The reality is very different. It is certainly true that an American president must juggle the demands of multiple constituencies: farmers who want to sell soybeans, companies that want to license technology, and ordinary voters who want to see results. With an election coming up in less than a year and a half, Trump must please his constituents just to keep his job.
But Chinese leaders face political pressure, too. It may not be as open or as visible, and it certainly isn’t discussed in the official Communist Party media, but it is real, and it can be decisive. You can bet that Huawei’s chief executive Ren Zhengfei has been on the phone with Xi Jinping, pushing for a deal. And not just him.
Foreign manufacturers are abandoning China in droves, whether because of existing tariffs or the fear of future ones, and that must have local politicians worried about hitting their targets. Chinese companies are also shifting production to Vietnam and Southeast Asia. All this is happening while the Chinese economy appears to be in recession (despite official statistics showing a robust 6.4% annual growth) and in desperate need of a stimulus. A lot of Chinese billionaires stand to lose a lot of money if the trade war goes on much longer, and although they may not be voters, they are key supporters of the Communist Party of China.

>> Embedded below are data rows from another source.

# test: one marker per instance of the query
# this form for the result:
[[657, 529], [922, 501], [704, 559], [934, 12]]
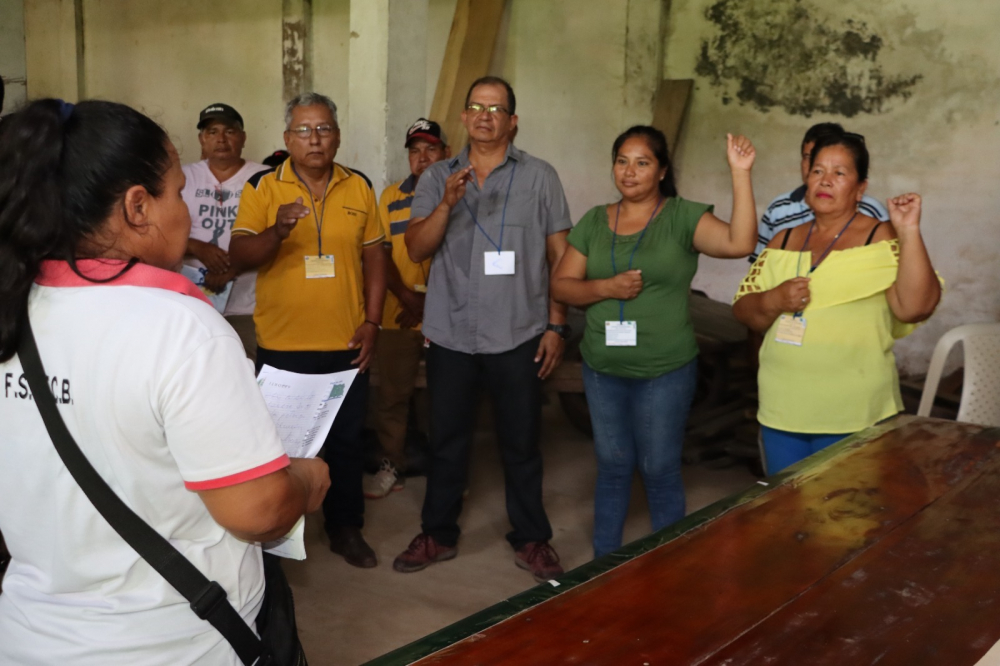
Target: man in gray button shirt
[[495, 220]]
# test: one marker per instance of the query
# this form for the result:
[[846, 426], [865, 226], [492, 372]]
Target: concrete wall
[[938, 137], [919, 78], [12, 57]]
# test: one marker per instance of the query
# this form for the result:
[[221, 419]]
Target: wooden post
[[296, 50], [669, 107], [466, 58]]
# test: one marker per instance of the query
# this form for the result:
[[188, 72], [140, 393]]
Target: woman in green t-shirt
[[630, 263]]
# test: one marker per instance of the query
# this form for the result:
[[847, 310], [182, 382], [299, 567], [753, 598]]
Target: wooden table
[[883, 549]]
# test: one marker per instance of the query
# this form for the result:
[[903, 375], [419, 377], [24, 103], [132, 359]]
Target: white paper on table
[[303, 408]]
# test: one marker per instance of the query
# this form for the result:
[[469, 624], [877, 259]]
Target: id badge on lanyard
[[320, 266], [499, 263], [791, 330], [620, 333], [624, 333]]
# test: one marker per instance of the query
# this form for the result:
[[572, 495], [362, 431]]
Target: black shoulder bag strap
[[208, 599]]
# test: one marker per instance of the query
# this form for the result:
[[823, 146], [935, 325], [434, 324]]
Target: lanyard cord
[[614, 239], [503, 215], [322, 214], [805, 243]]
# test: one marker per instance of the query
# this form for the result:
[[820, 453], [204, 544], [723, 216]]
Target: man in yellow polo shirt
[[311, 227], [400, 342]]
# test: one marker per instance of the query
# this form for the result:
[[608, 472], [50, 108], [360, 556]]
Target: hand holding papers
[[303, 408]]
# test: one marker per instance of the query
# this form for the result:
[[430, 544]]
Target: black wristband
[[562, 330]]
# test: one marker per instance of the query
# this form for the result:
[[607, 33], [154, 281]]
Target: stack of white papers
[[303, 408]]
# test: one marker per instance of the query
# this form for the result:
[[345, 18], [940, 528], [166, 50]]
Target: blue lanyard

What’s more, the Trump tariffs have hardly affected American voters. If they have driven up retail prices at all, it has been too little to show up in official inflation rates. Farmers might be upset to lose markets in China, but their real problem is a global soybean glut. Regardless, the Trump administration has already announced an aid package for farmers to help them through the crisis.
So, if Trump has less than seventeen months to make a deal, that’s only because it would be politically embarrassing for him to go to the polls without one. Xi’s timeline is likely to be much tighter. Meanwhile, the trade war is doing permanent damage to the Chinese economy every month since once production networks have been relocated to lower-cost countries in Southeast Asia, they are unlikely to return to China. The United States faces no such economic pressure.
Salvatore Babones is an adjunct scholar at the Centre for Independent Studies in Sydney, Australia, and an associate professor at the University of Sydney.